Again we look at the quotation accompanying earlier discussed roving bugs,

“The surveillance technique came to light in an opinion published this week by U.S. District Judge Lewis Kaplan. He ruled that the "roving bug" was legal because federal wiretapping law is broad enough to permit eavesdropping even of conversations that take place near a suspect's cell phone.”


This is simply an example of the flaws of the government system regarding the privacy sector. The "broad" factor of this law makes it extremely easy to find a way to bypass the fact that an individuals personal privacy was being invaded in a conversation that was not intended for any audience but said individuals couterpart. In many defense cases it has become unclear of a way to prosecute for eavesdropping on conversations because through the loopholes of the governments law it has become very easy to cover up the fact that the spying was done with the intent of robbery of private information.
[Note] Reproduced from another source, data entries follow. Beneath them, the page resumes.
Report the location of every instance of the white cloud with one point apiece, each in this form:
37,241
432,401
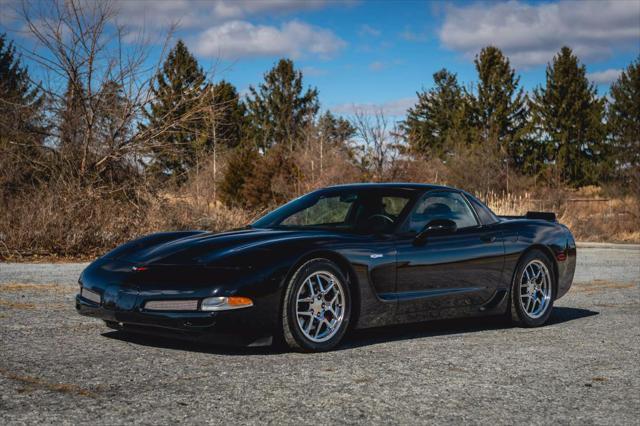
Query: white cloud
367,30
314,71
394,108
409,35
200,14
604,77
532,34
236,39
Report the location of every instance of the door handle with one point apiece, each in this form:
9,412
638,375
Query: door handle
489,238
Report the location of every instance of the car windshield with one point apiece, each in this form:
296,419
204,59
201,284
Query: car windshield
367,210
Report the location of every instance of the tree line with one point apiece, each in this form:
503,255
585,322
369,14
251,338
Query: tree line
99,121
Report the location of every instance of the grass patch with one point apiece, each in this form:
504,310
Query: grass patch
29,287
16,305
36,382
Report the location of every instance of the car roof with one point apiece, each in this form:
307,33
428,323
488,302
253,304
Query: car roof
398,185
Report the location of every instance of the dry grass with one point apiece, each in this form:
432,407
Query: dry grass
72,222
38,383
590,215
10,304
36,288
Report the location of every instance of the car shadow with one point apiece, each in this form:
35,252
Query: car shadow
373,336
357,338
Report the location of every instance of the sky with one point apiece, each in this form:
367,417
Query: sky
377,54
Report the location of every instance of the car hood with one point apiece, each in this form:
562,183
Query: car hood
199,247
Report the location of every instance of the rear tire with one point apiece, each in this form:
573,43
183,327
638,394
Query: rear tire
533,290
317,307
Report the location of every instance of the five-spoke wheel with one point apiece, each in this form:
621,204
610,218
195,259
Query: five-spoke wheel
317,304
532,292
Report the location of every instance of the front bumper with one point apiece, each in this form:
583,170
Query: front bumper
236,327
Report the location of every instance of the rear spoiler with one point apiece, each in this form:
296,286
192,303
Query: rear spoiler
548,216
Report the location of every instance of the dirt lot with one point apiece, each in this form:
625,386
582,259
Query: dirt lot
58,367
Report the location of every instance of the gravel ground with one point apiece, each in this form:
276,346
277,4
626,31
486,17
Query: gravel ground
584,367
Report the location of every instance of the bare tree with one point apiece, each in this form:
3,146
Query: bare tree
97,85
379,144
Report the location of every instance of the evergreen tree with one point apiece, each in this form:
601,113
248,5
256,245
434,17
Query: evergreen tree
175,121
500,107
240,168
230,116
279,109
438,118
624,118
568,118
21,128
271,180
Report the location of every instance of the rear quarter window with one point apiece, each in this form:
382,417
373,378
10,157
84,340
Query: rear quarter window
485,215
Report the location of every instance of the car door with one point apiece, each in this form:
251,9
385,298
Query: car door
447,275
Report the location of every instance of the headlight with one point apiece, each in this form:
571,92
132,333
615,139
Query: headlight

In conclusion, our team has decided that although there is definate evidence to support the fact that electronic has proven useful and resourceful in the past and present, we feel that the technologies available are being abused and taken to extreme levels of privacy invasion. People are faced with a serious lack of civil rights and liberties of privacy protected by both the Declaration of Independance and The Canadian Charter of Rights and Freedoms. We feel that personal information is too avialable both authorities and the public. Our suggestions to the system would be that continuing the use of electronic surveillance is a must especially in today's technology driven society, but to limit the amount and type of information available to the public, such as medical records, phone calls, and location.